The last case only requires a more extended illustration. There would be two occasions upon which it would occur: first, when a person held public property without purchase, as an intruder; and secondly, when the substance of an individual was liable to confiscation in consequence of a judicial award, as in the case of a declared state debtor. If no opposition were offered, the apographé would attain its object, under the care of the magistrate to whose office it was brought; otherwise, a public action arose, which is also designated by the same title.

In a cause of the first kind, which is said in some cases to have also borne the name πόθεν ἔχει τὰ χρήματα καὶ πόσα ταῦτα ἔη, the claimant against the state had merely to prove his title to the property, as in the case de bonis Aristophanis; and with this we must class the case of a person who impugned the apographé, whereby the substance of another was, or was proposed to be, confiscated, on the ground that he had a loan by way of mortgage or other recognised security upon a portion of it; or that the part in question did not in any way belong to the state debtor, or person so mulcted. This kind of opposition to the apographé is illustrated in the speech of Demosthenes against Nicostratus, in which we learn that Apollodorus had instituted an apographé against Arethusius, for nonpayment of a penalty incurred in a former action. Upon this, Nicostratus attacks the description of the property, and maintains that three slaves were wrongly set down in it as belonging to Arethusius, for they were in fact his own.

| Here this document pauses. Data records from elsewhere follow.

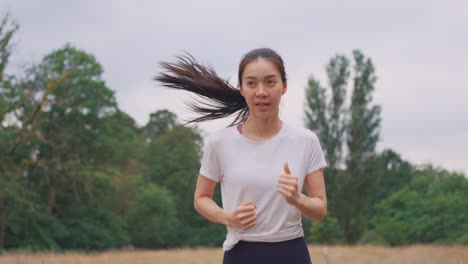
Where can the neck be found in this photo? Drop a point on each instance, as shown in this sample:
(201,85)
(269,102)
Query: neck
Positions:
(261,128)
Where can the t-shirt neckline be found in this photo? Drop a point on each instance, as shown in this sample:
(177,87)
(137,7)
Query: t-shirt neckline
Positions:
(239,135)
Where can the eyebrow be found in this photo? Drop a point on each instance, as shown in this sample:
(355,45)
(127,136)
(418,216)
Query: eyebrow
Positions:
(266,77)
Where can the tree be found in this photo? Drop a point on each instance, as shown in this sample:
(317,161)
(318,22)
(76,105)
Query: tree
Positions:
(428,210)
(355,127)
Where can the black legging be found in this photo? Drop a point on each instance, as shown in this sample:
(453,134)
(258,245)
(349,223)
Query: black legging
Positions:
(291,252)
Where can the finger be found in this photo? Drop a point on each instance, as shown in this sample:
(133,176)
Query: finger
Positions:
(247,202)
(282,191)
(246,208)
(249,220)
(286,168)
(288,180)
(250,223)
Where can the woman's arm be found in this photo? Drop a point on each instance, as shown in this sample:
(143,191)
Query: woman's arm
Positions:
(243,217)
(313,205)
(204,203)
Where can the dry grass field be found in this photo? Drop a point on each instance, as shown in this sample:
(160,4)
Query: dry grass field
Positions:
(426,254)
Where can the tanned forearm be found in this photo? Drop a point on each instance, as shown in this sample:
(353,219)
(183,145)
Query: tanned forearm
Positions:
(313,208)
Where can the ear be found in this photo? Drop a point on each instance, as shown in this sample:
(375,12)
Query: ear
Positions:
(285,88)
(241,90)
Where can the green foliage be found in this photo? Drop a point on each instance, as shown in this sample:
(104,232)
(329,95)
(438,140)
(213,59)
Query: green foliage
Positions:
(356,126)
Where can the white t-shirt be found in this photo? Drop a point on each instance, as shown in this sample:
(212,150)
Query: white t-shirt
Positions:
(250,170)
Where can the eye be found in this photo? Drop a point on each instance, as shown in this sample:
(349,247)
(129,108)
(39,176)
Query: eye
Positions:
(271,82)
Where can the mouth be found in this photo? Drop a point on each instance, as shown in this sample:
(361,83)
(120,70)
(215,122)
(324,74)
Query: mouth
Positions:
(262,106)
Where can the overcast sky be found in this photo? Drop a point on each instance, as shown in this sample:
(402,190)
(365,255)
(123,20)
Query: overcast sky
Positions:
(419,49)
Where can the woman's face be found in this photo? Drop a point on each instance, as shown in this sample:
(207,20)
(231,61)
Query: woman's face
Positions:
(262,88)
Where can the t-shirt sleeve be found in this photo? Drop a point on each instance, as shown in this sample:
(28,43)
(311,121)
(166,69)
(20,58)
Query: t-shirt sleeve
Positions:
(210,166)
(316,156)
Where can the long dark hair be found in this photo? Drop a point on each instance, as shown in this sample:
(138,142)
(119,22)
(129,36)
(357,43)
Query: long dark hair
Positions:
(217,98)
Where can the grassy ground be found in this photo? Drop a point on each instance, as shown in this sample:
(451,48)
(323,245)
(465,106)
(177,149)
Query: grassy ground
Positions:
(426,254)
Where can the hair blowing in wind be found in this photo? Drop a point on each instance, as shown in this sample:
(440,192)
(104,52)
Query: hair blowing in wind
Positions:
(216,98)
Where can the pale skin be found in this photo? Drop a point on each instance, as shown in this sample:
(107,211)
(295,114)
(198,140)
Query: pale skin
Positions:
(262,88)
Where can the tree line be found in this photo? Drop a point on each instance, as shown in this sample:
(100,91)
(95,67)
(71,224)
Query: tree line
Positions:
(77,172)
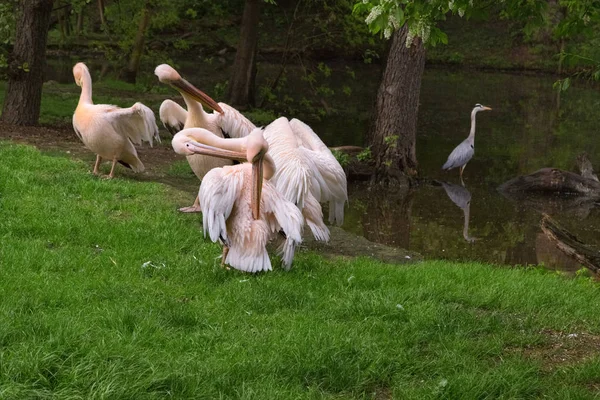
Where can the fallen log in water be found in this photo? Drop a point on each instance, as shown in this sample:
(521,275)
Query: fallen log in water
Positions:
(552,180)
(556,181)
(570,245)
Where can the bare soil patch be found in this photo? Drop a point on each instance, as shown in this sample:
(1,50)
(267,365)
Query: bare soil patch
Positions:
(564,348)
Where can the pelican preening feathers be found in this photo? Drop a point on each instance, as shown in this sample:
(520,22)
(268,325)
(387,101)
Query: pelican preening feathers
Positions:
(111,131)
(240,207)
(286,171)
(224,121)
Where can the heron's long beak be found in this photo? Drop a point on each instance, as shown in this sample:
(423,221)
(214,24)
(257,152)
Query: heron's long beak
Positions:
(204,149)
(257,180)
(197,94)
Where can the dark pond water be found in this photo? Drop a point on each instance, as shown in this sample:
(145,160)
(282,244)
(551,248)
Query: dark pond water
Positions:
(529,128)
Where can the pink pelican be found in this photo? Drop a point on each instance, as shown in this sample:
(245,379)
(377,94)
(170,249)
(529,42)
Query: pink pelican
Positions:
(226,121)
(111,131)
(307,172)
(239,205)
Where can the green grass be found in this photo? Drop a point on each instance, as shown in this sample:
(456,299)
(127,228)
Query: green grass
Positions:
(85,316)
(60,100)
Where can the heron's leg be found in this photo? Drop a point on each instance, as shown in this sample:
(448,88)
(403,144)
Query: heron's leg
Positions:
(224,256)
(97,165)
(194,207)
(112,169)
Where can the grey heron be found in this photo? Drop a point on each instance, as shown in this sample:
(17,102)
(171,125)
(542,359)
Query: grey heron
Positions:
(463,153)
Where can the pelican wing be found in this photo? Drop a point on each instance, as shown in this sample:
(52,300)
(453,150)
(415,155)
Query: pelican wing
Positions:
(287,218)
(293,175)
(220,189)
(173,116)
(329,179)
(136,122)
(77,128)
(233,123)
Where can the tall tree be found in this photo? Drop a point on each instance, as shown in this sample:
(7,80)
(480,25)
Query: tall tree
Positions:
(27,62)
(393,135)
(241,85)
(414,22)
(130,72)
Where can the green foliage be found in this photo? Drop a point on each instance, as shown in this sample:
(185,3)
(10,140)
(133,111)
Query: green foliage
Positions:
(343,158)
(365,155)
(107,292)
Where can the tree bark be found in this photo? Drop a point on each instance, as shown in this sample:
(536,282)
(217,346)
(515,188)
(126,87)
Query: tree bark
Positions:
(241,85)
(130,72)
(101,12)
(27,63)
(393,134)
(79,26)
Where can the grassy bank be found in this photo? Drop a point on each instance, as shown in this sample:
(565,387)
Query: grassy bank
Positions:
(108,292)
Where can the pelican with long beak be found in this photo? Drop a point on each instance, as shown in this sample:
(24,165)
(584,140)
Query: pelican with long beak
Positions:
(110,131)
(240,207)
(225,121)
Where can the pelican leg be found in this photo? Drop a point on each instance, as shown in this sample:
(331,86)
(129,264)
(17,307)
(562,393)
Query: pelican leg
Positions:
(97,165)
(193,208)
(224,256)
(112,169)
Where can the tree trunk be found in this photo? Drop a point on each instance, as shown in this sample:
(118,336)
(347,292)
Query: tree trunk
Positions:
(27,63)
(79,25)
(393,134)
(130,72)
(101,12)
(241,85)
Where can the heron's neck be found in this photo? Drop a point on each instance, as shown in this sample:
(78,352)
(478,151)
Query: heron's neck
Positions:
(86,89)
(472,133)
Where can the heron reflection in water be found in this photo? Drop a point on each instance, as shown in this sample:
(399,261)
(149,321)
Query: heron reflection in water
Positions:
(462,198)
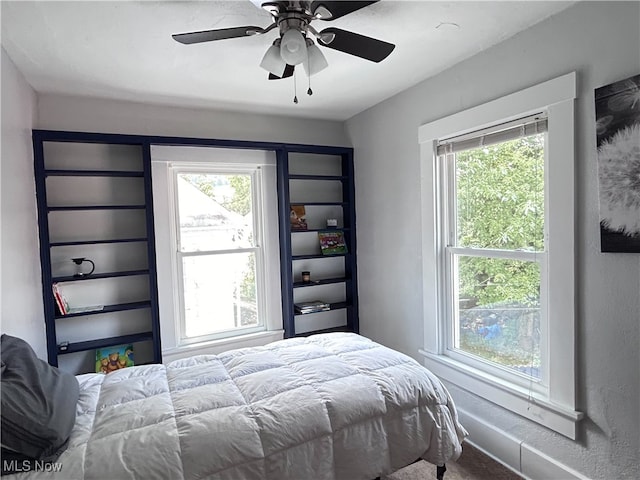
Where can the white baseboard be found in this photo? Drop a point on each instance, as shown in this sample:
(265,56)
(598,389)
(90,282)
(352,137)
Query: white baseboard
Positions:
(513,452)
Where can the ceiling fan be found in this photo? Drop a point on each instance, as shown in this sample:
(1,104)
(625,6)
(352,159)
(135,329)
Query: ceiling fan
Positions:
(294,46)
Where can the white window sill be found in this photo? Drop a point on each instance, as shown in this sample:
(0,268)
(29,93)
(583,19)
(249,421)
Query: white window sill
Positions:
(512,397)
(214,347)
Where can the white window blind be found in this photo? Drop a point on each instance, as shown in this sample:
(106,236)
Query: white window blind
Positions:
(503,132)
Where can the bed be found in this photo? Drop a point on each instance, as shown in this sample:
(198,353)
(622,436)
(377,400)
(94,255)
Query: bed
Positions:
(327,406)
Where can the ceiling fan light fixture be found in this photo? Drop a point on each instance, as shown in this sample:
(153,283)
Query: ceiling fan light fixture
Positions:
(273,62)
(316,61)
(293,47)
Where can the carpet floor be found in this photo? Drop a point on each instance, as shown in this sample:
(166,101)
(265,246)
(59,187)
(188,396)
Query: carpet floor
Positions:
(472,465)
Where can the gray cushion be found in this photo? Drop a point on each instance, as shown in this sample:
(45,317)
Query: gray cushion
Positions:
(38,402)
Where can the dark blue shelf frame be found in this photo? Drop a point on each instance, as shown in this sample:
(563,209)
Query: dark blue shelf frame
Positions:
(281,151)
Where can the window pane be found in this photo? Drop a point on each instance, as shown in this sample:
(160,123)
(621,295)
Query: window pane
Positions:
(214,211)
(500,195)
(498,311)
(219,293)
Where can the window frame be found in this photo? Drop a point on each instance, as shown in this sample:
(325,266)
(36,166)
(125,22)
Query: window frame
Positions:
(555,406)
(255,172)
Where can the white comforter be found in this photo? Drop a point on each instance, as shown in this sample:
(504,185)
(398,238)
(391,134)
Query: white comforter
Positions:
(331,406)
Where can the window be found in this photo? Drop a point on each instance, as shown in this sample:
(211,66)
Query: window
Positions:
(494,250)
(498,252)
(217,248)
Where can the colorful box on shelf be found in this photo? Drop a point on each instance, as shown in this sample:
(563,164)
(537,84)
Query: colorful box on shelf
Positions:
(312,307)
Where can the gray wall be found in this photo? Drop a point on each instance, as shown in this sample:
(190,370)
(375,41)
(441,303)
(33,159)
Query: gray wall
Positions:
(601,42)
(61,112)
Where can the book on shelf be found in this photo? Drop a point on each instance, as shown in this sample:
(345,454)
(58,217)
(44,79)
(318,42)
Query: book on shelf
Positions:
(298,217)
(332,243)
(110,359)
(312,307)
(63,307)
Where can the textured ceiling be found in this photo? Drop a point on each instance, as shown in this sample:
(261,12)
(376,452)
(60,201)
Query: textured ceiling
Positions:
(124,50)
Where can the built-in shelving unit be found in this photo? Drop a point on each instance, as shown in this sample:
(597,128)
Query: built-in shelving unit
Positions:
(94,201)
(321,180)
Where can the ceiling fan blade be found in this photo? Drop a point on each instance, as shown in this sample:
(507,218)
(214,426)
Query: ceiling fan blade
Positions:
(356,44)
(336,9)
(288,71)
(219,34)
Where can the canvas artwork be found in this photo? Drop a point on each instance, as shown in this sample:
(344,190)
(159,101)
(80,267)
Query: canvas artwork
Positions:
(618,140)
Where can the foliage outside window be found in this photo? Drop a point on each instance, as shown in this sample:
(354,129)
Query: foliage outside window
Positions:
(218,253)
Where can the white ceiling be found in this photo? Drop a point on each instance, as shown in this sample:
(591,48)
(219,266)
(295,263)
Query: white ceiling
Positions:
(124,50)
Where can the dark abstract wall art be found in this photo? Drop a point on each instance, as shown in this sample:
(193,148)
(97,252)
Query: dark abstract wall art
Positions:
(618,141)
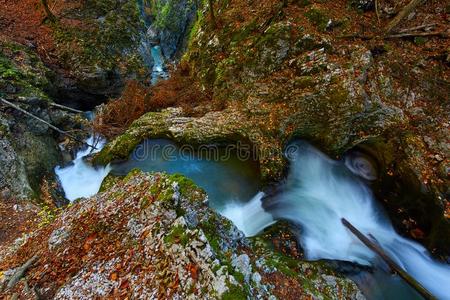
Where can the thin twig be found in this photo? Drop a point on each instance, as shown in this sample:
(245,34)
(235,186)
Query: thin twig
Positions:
(402,14)
(443,35)
(45,122)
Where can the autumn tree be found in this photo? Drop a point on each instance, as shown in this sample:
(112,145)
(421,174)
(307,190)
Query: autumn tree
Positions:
(211,11)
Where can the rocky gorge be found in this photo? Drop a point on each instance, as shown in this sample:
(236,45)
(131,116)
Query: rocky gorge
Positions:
(273,72)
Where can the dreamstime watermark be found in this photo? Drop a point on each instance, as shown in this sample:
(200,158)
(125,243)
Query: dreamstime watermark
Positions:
(240,151)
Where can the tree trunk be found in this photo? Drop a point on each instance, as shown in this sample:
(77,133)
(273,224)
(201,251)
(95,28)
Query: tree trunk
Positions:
(50,15)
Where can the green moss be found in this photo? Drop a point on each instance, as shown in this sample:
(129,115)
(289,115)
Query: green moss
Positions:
(186,185)
(419,40)
(235,292)
(22,69)
(303,82)
(318,18)
(114,27)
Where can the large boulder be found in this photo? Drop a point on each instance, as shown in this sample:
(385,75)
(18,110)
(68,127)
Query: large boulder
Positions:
(153,236)
(29,148)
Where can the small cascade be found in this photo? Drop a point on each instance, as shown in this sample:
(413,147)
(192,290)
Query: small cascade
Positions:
(249,217)
(80,179)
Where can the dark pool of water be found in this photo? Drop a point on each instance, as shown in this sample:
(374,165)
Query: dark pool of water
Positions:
(223,176)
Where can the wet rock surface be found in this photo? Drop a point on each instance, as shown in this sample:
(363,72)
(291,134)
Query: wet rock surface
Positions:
(29,148)
(134,240)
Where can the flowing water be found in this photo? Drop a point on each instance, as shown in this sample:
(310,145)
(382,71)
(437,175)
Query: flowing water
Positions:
(317,193)
(79,178)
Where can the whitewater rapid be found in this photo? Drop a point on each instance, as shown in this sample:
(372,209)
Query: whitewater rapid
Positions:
(317,194)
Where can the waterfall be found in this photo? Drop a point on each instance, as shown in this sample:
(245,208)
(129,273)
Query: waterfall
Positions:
(80,179)
(317,194)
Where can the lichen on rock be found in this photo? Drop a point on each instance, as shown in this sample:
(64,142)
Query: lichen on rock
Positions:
(134,239)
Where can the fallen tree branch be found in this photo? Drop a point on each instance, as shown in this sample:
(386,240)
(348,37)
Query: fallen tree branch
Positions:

In the second case, the defence could of course only proceed upon the alleged illegality of the former penalty; and of this we have an instance in the speech of Lysias, for the soldier. There Polyaenus had been condemned by the generals to pay a fine for a breach of discipline; and, as he did not pay it within the appointed time, an apographé to the amount of the fine was directed against him, which he opposes, on the ground that the fine was illegal. The apographé might be instituted by an Athenian citizen; but if there were no private prosecutor, it became the duty of the demarchi to proceed with it officially. Sometimes, however, extraordinary commissioners, as the συλλογεῖς and ζητηταί, were appointed for the purpose. The suits instituted against the apographé belonged to the jurisdiction of the Eleven, and for a while, after the expulsion of the Thirty, to that of the Syndici. (Πρὸς τοῖς συνδίκοις ἀπογραφὰς ἀπογράφων, Lycurg. quoted by Harpocration.) The further conduct of these causes would, of course, in a great measure depend upon the claimant being, or not being, in possession of the proscribed property. In the first case the ἀπογράφων, in the second the claimant, would appear in the character of a plaintiff. In a case like that of Nicostratus above cited, the claimant would be obliged to deposit a certain sum, which he forfeited if he lost his cause (παρακαταβολή); in all, he would probably be obliged to pay the costs or court fees (πρυτανεῖα) upon the same contingency.

A private citizen, who prosecuted an individual by means of ἀπογραφή, forfeited a thousand drachmas, if he failed to obtain the votes of one-fifth of the dicasts, and reimbursed the defendant his prytaneia upon acquittal. In the former case, too, he would probably incur a modified atimia, i. e. a restriction from bringing such actions for the future.